5. The scalp condition classification system of claim 1, wherein the supervised loss is calculated using multiple first actual labels corresponding to the first set of predictions, and the reverse consistency loss is calculated using multiple second actual labels corresponding to the second set of predictions.

6. The scalp condition classification system of claim 1, further comprising an adaptive update module configured to update the scalp condition classification system during an inference process by minimizing a sharpness-aware and reliable entropy loss to ensure stable classification performance across different imaging devices and environments.

7. The scalp condition classification system of claim 6, wherein the adaptive update module is further configured to adjust the scalp condition classification system by identifying and filtering out samples that generate large gradient norms during the entropy minimization process.

8. The scalp condition classification system of claim 6, wherein the adaptive update module further ensures that the system converges to flat minima in loss calculations during the inference process, thereby enhancing robustness to noisy updates.

9. The scalp condition classification system of claim 1, wherein the prototype-based augmentation module is configured to update the prototype features based on newly received scalp images during the training process.
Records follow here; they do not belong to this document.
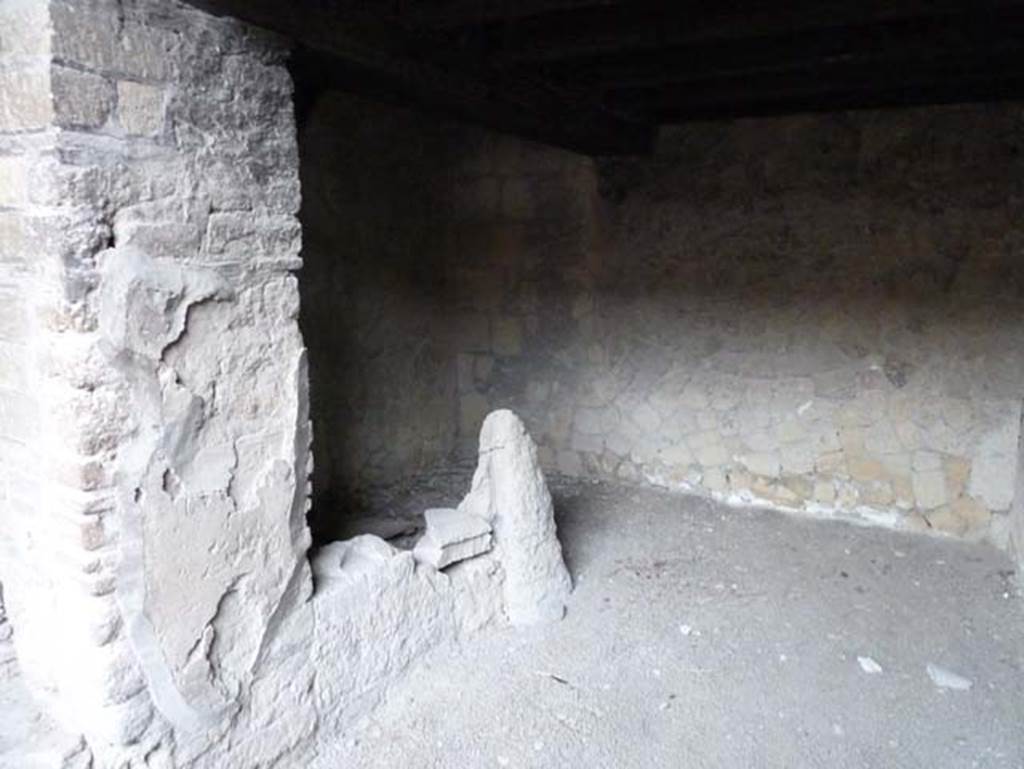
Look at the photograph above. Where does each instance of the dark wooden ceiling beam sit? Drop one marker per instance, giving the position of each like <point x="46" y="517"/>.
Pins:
<point x="838" y="86"/>
<point x="898" y="42"/>
<point x="378" y="60"/>
<point x="654" y="24"/>
<point x="440" y="14"/>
10. The scalp condition classification system of claim 1, further comprising a memory bank configured to store the extracted features and corresponding actual labels during the training process, wherein the prototype-based augmentation module is further configured to update the prototypes using the features stored in the memory bank.

11. The scalp condition classification system of claim 1, wherein the augmented images are generated by applying operations that avoid cropping methods, thereby preserving the integrity of the original medical images.
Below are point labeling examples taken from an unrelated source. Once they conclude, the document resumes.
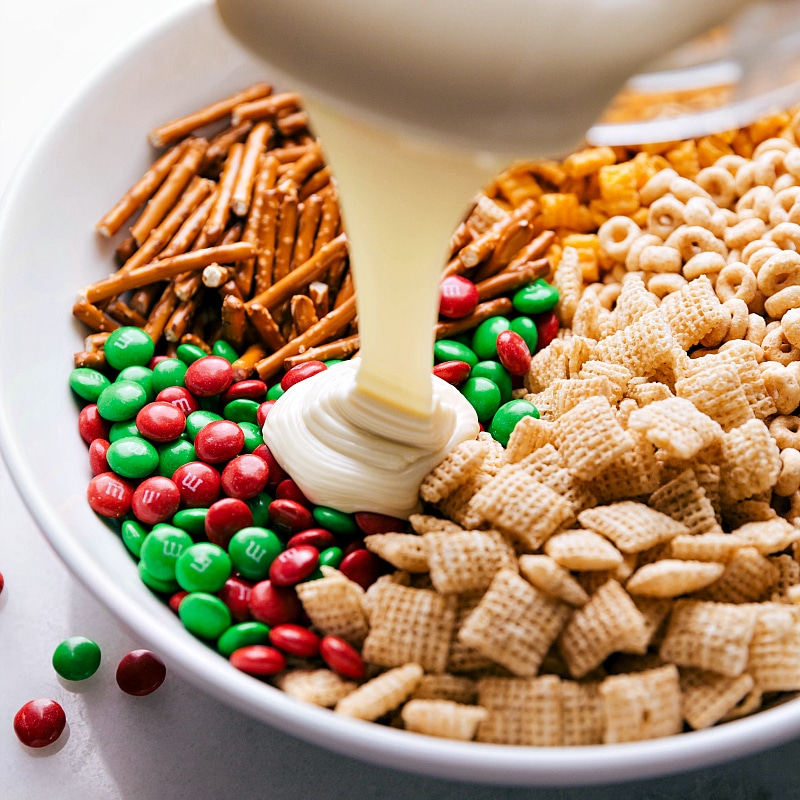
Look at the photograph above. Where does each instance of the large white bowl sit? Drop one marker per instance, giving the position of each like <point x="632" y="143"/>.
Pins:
<point x="48" y="250"/>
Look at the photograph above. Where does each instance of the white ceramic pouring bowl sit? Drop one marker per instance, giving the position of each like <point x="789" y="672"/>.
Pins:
<point x="80" y="166"/>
12. A method for classifying scalp conditions using an AI model, the method comprising:

receiving an input scalp image;

generating multiple augmented images by applying operations that preserve all original features of the scalp image;

extracting features from the augmented images using an encoder of the AI model;

enhancing the extracted features by combining multiple prototype features corresponding to predefined scalp conditions using a prototype-based augmentation module to form augmented features;

processing the augmented features through a positive classifier of the AI model to output a first set of predictions;

processing the augmented features through a negative classifier of the AI model to output a second set of predictions; and

calculating a supervised loss using multiple actual labels and calculating a reverse consistency loss between the first set of predictions and the second set of predictions.

13. The method of claim 12, wherein the step of enhancing the extracted features further comprises selecting prototype features based on a similarity measure between the extracted features and a set of predefined class prototypes.

14. The method of claim 13, wherein the similarity measure is calculated using cosine similarity, and the prototype features are integrated into the extracted features using a temperature-scaled softmax function.

15. The method of claim 12, wherein the step of generating multiple augmented images comprises applying operations that include rotating the scalp image by predetermined angles and swapping portions of the scalp image, while ensuring the preservation of all original features of the scalp image to avoid the removal of any potential symptoms.

16. The method of claim 12, further comprising adjusting the AI model during an inference process by minimizing a sharpness-aware and reliable entropy loss to ensure stable classification performance across different imaging devices and environments.

17. The method of claim 16, further comprising adjusting the AI model by identifying and filtering out samples that generate large gradient norms during the entropy minimization process.

18. The method of claim 16, further comprising ensuring that the AI model converges to flat minima in loss calculations during the inference process, thereby enhancing robustness to noisy updates.

19. The method of claim 12, further comprising updating the prototype features based on newly received scalp images during the training process.